Living as a member of the LGBTQA+ community is no walk in the park, but like most lived experiences in this world, life gets more difficult when you add racism into the mix.

Speaking as a person of colour (POC) who knows about systemic racial oppression, I consider it hypocritical to create a system in our communities that marginalizes our own LGBTQA+ members – and yet, it still happens.

How do we begin to identify the source of the marginalization of LGBTQA+ people in our communities? Should we start with the cultural pressure that does not allow anything outside traditional gender and sexual binaries? Or, the fact that homophobia is imported into countries inhabited by POCs under the guise of religious enlightenment?
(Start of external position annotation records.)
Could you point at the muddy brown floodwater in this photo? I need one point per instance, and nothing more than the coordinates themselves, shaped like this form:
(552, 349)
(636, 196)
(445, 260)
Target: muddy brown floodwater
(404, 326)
One recent example of this occurred after the Orlando nightclub shooting, when pastor Steven Anderson of the Faithful Word Baptist Church said, “the good news is that there [are] 50 [fewer] pedophiles in this world.” Anderson was then still allowed entry into Botswana on the grounds of missionary work.

He asserted that “multitudes” of LGBTQA+ would be “saved” in Botswana as a result, furthering the myth that LGBTQA+ people somehow need to be fixed. I personally walked away from religion years ago, but from what I remember, God did not put any caveats on the commandment to love thy neighbor.

Anderson was later deported after stating on public radio that gays and lebsians should be killed. “We don’t want hate speech in this country. Let him do it in his own country,” said President Ian Khama.

The countries where it is hardest for LGBTQA+ people to live free of violence and discrimination are places inhabited by POCs. According to the International Lesbian, Gay, Bisexual, Transgender and Intersex Association, same-sex sexual contact is a criminal offence in 74 countries. In some countries, being gay or bisexual is punishable by death.

This problem extends beyond religious individuals, institutions and governments. LGBTQA+-based oppression has spread to our families and friends. Nothing cuts deeper than having the people who are supposed to love you the most treat you as if your existence is a mistake.

Queerphobic hate crimes actively seek to terrorize members of the LGBTQA+ community simply for being who they are. The fact that I even have to write this is angering. The idea that we can end a person’s life based on personal preference is an incredible injustice.

As POCs, we should know better. The whiplash of existing in this world with the  injustices of systemic racial oppression should be a cautionary tale to the damage that can be done by systems based on discrimination.

This is not to say that we as POCs have not progressed when it comes to LGBTQA+ rights. South Africa, Brazil, Argentina, Brazil and Uruguay are some of the places where same-sex marriage is now legal, but in my opinion, not enough has been done. As Martin Luther King Jr. said, “injustice anywhere is a threat to justice everywhere.”

So what can we, as members of various communities of colour, do about this? We must educate ourselves, demand safety and stand up to bigotry in all its forms.

As we go into Pride week in Sackville, I encourage you all to think about how you can make a difference in your daily life. I want to bear witness to a collaborative effort demanding justice for our fellow human beings in all communities.

Nelson Mandela said,“No one is born hating another person because of the colour of his skin, or his background, or his religion. People must learn to hate.” Anything we learn can be unlearned, despite how hard it may seem.